I disagree with this sentiment. He's 22 years old. Even if he REALLY messes up, he has plenty of time to make up for it.
Secondly, I do all my aggressive short term trading in my ROTH account because there are no taxes. I don't want to have to pay for short term capital gain if I traded in my regular brokerage account.
Thirdly, you can't get this type of education cheaper and anywhere else. I hate the idea of people giving a ton of money to some fund manager and not really knowing what the fund managers are doing with it.
tazzy531 said:You're 22 years old. Go to town with the money. Take chances. You have 40 years to make up for it if you made a mistake.
I agree. Hell, you might as well cash out your contributions, drive to Vegas, and bet it all on black.
Or you could do the intelligent thing, and invest the money in a target retirement fund or index fund until you've amassed enough to allocate among separate funds.
tazzy531 said:jamesave said:Let the pros do it for you by funds. otherwise, pick up large cap stocks. you don't want to lose your money in the retirement account. if you want to play aggressively, play it with a regular brokerage account.
I disagree with this sentiment. He's 22 years old. Even if he REALLY messes up, he has plenty of time to make up for it.
But what if he decides that investing is a crapshoot, and he stops contributing at all.

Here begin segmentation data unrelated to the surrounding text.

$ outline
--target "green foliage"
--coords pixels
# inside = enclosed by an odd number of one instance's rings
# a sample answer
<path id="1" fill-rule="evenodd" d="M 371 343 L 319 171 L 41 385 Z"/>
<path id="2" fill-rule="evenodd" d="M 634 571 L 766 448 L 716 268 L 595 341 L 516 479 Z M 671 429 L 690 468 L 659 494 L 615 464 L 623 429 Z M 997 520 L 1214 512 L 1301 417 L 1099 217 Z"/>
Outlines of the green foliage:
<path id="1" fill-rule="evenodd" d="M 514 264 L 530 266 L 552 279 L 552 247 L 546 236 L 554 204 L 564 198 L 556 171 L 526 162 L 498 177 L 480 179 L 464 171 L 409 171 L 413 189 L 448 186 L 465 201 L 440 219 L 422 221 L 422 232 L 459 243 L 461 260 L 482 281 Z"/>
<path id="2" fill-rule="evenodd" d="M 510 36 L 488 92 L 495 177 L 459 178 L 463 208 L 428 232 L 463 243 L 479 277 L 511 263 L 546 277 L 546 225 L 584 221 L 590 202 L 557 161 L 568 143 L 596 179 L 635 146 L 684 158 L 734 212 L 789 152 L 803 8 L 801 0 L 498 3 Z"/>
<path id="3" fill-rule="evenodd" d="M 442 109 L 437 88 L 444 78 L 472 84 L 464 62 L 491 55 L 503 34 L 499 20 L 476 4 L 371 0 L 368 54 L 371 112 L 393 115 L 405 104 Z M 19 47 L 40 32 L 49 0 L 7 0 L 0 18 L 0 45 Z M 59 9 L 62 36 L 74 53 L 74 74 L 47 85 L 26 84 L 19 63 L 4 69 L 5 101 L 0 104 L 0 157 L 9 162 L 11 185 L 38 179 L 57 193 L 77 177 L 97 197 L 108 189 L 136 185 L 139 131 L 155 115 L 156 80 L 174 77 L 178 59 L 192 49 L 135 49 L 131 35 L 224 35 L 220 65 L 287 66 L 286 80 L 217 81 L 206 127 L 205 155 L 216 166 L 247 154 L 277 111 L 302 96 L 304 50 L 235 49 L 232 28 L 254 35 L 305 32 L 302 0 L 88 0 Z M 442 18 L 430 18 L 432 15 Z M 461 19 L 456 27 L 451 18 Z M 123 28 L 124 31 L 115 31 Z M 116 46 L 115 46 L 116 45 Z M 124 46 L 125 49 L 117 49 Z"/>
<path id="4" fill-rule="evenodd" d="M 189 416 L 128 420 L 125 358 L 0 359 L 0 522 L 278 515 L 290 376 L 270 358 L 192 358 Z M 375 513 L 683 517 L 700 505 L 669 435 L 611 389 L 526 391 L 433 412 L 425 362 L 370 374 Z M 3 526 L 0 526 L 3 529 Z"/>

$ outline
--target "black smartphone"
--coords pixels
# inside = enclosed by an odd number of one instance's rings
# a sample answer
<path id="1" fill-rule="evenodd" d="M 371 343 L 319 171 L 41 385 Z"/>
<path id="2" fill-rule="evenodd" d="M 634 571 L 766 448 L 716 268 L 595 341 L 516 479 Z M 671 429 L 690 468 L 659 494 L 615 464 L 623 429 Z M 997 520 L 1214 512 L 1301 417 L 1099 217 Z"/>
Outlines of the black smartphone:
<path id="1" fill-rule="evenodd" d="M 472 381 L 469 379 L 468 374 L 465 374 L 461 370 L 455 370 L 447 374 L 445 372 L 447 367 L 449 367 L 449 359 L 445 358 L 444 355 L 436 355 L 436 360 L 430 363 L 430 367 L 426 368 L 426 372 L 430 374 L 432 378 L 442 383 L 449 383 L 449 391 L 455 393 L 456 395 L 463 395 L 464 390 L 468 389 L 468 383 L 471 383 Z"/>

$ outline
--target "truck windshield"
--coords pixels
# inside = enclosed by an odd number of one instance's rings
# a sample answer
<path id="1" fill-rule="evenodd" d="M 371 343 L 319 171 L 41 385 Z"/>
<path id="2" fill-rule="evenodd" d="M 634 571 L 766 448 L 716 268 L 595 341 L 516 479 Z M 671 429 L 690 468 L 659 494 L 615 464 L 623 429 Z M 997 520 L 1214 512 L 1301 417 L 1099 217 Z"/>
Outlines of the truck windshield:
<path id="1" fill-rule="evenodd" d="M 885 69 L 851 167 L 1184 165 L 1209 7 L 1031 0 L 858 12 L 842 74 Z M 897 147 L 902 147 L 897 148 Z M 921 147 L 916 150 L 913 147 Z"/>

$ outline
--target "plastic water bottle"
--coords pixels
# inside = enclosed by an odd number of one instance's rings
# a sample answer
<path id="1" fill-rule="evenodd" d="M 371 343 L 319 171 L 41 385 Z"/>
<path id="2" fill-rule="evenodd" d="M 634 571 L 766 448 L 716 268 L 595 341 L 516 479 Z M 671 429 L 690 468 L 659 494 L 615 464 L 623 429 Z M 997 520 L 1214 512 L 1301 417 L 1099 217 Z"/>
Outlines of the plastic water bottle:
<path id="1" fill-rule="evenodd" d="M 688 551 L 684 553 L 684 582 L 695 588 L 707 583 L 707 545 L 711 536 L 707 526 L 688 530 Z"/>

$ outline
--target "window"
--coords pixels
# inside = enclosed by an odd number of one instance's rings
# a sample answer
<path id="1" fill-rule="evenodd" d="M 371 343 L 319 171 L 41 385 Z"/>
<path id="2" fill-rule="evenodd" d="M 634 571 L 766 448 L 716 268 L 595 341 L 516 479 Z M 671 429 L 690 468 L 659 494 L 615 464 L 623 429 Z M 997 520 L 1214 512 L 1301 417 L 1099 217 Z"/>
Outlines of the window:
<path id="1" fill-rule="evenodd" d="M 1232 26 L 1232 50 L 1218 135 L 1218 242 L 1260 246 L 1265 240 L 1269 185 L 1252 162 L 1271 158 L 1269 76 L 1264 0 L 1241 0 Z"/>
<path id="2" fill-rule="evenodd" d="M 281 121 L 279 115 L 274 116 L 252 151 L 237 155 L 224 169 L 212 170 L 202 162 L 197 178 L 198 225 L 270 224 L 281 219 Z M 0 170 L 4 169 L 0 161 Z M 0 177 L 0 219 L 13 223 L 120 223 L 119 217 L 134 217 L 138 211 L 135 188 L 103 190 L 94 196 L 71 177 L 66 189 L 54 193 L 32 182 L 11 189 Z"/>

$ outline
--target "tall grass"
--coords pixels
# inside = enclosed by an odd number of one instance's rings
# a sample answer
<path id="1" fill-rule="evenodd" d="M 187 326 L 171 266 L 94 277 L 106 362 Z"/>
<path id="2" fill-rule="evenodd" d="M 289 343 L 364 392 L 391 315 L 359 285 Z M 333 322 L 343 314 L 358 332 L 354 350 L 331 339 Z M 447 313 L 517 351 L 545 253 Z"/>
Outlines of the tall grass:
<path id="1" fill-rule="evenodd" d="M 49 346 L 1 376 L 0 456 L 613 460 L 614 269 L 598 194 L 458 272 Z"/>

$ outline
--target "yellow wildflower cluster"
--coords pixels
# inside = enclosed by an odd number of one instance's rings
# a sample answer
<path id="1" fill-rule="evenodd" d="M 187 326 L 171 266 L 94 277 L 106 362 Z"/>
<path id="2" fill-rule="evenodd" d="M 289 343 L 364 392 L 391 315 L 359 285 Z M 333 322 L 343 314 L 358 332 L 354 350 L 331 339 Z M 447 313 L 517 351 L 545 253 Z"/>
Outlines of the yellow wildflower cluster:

With 2 years of contributions (~8K), it's a little hard to diversify because to meet most minimums you'd have to come up with $2-3K. But you could use one of the Balanced Funds/Indexes or a Target Retirement to form the core of your holdings, then use what's left to add more risk wherever you want. For example 5K to the Balanced Index, and $3K to a Int'l Index. It's not exactly ideal, but after you add your 3rd year, you could reweight pretty easily by adding the balanced index.
Or just get one of the fund-of-funds until you've accumulated ~$15-20K and can diversify yourself. It would give you another year or 2 to learn and get comfortable with investing.
I used to have an IRA with Vanguard and the minimum for investing in their funds within an IRA account was only $1k per fund, rather than the standard $3k for a non-IRA. So diversification with $8k isn't impossible. Alternatively, you could choose to have a brokerage account within your IRA and buy ETFs rather than mutual funds - then there is no minimum.
A target retirement fund isn't a bad place to start while you're still learning about investing and determining an allocation that makes sense for you. OP, I'd suggest that right now either a target retirement fund or a total market index fund should form the core of your investment. You could use contributions in future years to add in small cap and international holdings, if you choose.
+1 vote for Vanguard target retirement funds. Sign up for electronic statements and they waive the "low balance" $10 fee. The expense ratio is only 0.21% for an entire balanced, managed, diversified portfolio.
kamalktk said:Kikkoman said: account balance of $5000 in 3 months ... now at 26K and growing ...... I will be closing the first 6 figure gain month tomorrow if all goes well in my overall portfolio. Shenanigans. [Sesame Street voice] One of these things is not like the other. One of these things doesn't belong. [Sesame Street voice]
Perhaps you don't understand some of these words ... 26K is in the ROTH account ... reference to the larger gain is in the OVERALL portfolio.